Many of us who have hiked – or intend to hike – the John Muir Trail can’t quite get enough information about that glorious stretch of the Sierra Nevada. We have collections of books and magazines, new and not-so-new, that we like to amble through when we are unable to amble down the trail itself.
If you are going to start your own collection, begin with John Dittli’s Walk the Sky. It is readily available at Amazon and, for those of you reading this during the holidays, it makes a terrific present for anyone interested in the JMT.
If you are willing to dig a little deeper, consider hitting the internet (or a local used bookstore) for the April 1989 issue of National Geographic (volume 175, number 4). Look for the loon on the cover.

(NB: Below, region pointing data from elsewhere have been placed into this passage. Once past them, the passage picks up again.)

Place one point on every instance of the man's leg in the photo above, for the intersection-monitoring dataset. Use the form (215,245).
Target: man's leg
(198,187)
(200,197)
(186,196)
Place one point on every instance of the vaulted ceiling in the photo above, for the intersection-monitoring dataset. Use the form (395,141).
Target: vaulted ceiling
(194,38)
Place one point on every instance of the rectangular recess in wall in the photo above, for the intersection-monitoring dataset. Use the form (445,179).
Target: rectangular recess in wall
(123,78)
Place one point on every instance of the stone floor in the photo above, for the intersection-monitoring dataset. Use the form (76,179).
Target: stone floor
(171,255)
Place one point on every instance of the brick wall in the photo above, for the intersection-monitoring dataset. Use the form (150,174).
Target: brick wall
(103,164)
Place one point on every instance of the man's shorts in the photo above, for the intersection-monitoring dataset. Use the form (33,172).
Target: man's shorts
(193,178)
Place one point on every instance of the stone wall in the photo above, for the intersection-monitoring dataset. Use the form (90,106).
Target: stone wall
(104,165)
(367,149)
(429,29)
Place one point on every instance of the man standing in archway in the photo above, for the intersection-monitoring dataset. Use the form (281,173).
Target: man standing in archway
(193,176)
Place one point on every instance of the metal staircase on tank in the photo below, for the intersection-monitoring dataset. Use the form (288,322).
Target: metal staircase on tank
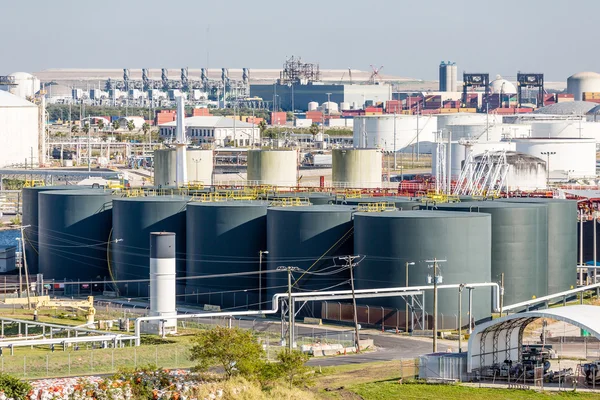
(485,176)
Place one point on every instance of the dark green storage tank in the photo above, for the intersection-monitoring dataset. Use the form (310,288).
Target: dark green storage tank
(562,241)
(519,246)
(311,238)
(30,217)
(133,220)
(314,198)
(74,228)
(388,240)
(403,203)
(223,238)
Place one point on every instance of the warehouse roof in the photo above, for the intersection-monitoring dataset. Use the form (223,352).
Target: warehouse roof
(10,100)
(211,122)
(502,338)
(567,108)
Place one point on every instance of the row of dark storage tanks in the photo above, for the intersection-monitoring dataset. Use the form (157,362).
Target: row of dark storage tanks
(91,235)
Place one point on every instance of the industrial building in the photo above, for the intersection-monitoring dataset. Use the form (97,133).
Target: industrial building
(19,130)
(217,131)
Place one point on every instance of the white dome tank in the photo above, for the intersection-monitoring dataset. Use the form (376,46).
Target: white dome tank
(572,158)
(583,82)
(26,85)
(272,167)
(499,85)
(356,168)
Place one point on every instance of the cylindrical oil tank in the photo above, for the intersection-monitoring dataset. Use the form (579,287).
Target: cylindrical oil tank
(222,238)
(389,240)
(31,221)
(568,158)
(74,229)
(310,238)
(315,198)
(460,151)
(562,241)
(272,167)
(134,219)
(199,164)
(377,131)
(356,168)
(401,203)
(583,82)
(519,246)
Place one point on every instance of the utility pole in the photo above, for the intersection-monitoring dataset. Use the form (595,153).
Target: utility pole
(435,262)
(260,253)
(349,262)
(405,301)
(25,265)
(501,293)
(460,289)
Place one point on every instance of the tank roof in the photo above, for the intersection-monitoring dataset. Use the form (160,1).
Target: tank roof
(489,204)
(153,199)
(83,192)
(316,208)
(241,203)
(420,214)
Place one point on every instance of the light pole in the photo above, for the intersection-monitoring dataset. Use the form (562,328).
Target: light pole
(460,289)
(436,276)
(260,253)
(406,305)
(548,154)
(20,265)
(197,161)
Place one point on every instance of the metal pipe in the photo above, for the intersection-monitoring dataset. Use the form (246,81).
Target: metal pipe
(276,297)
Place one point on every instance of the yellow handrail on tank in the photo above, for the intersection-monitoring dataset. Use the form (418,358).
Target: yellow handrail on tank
(195,185)
(34,183)
(376,207)
(290,202)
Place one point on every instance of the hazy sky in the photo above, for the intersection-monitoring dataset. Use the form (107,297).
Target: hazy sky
(410,38)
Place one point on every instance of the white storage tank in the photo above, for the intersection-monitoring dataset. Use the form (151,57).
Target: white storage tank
(356,168)
(272,167)
(199,165)
(460,150)
(25,85)
(329,106)
(583,82)
(525,172)
(377,131)
(568,158)
(162,280)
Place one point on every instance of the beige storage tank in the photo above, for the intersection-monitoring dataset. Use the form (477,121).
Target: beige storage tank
(199,165)
(357,168)
(272,167)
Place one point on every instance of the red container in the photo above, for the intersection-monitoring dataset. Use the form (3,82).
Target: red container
(278,118)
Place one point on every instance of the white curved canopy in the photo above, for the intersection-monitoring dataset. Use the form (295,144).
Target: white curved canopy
(501,339)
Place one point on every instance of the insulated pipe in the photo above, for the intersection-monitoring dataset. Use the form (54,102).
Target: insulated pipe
(276,297)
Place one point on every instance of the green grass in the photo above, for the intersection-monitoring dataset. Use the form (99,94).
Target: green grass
(393,390)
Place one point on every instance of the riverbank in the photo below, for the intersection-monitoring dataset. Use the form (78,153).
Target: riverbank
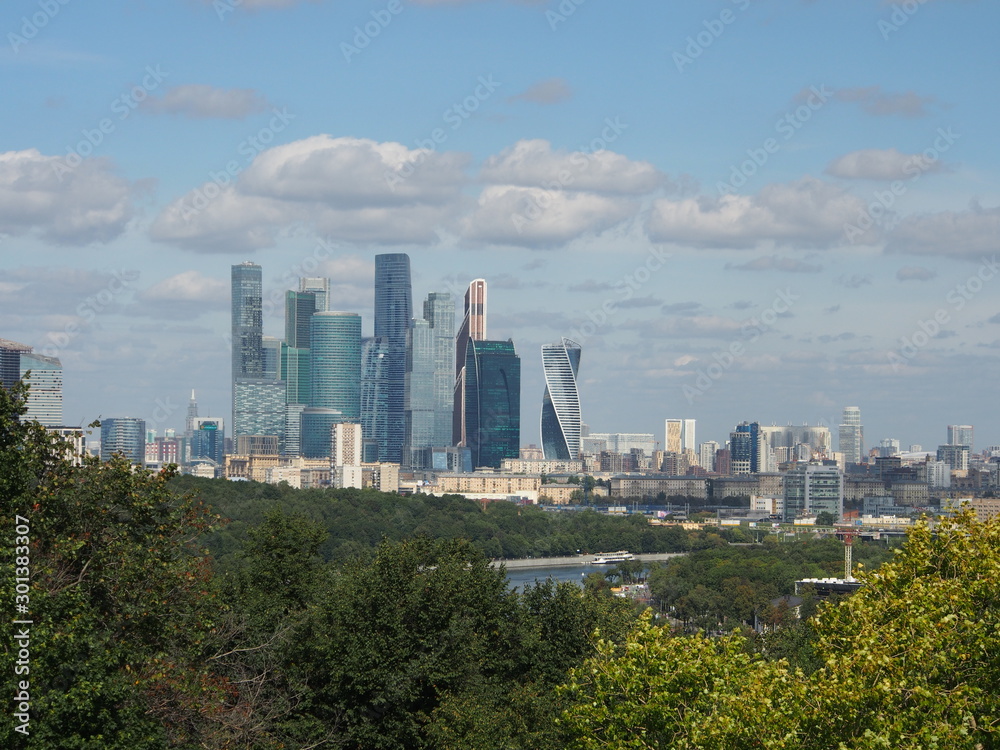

Within its pages you will find an article by the writer, photographer, and adventurer Galen Rowell. For more than two-dozen pages he describes a mid-winter quest to ski and hike from the summit of Mount Whitney to Happy Isles.
While Ansel Adams is doubtlessly the first photographer that comes to mind when one thinks of the Sierra Nevada, Rowell (1940 – 2002) is not far behind. And because he was an accomplished climber (he is credited with a number of first ascents), Rowell’s photos are often taken from a vantage point unreachable by Adams. If you are looking to kill a little time before or after your JMT hike, an hour or two spent at his Mountain Light gallery, in Bishop, California, would be time well spent.
The article in the magazine is called, Along the High, Wild Sierra. There is a lot within it to enjoy, but I couldn’t help but smile at the fact that they travelled 160 miles on the trail without seeing anyone. It took them a little over two weeks to make the trek.
Although the depictions of life on the trail in deep winter were interesting, Rowell’s account of how his mother, Margaret Avery, introduced him to the Range of Light, and inadvertently (or, perhaps, intentionally) set him on a path he would follow for the rest of his life were fascinating, probably because I, too, can credit my mother with introducing me to the mountains. Avery was quite the adventurer in her own right, and was the first to reach the summit of the Hermit, which towers over the Evolution Valley.
If you can’t find an actual copy of the magazine, all back issues of National Geographic are available to subscribers.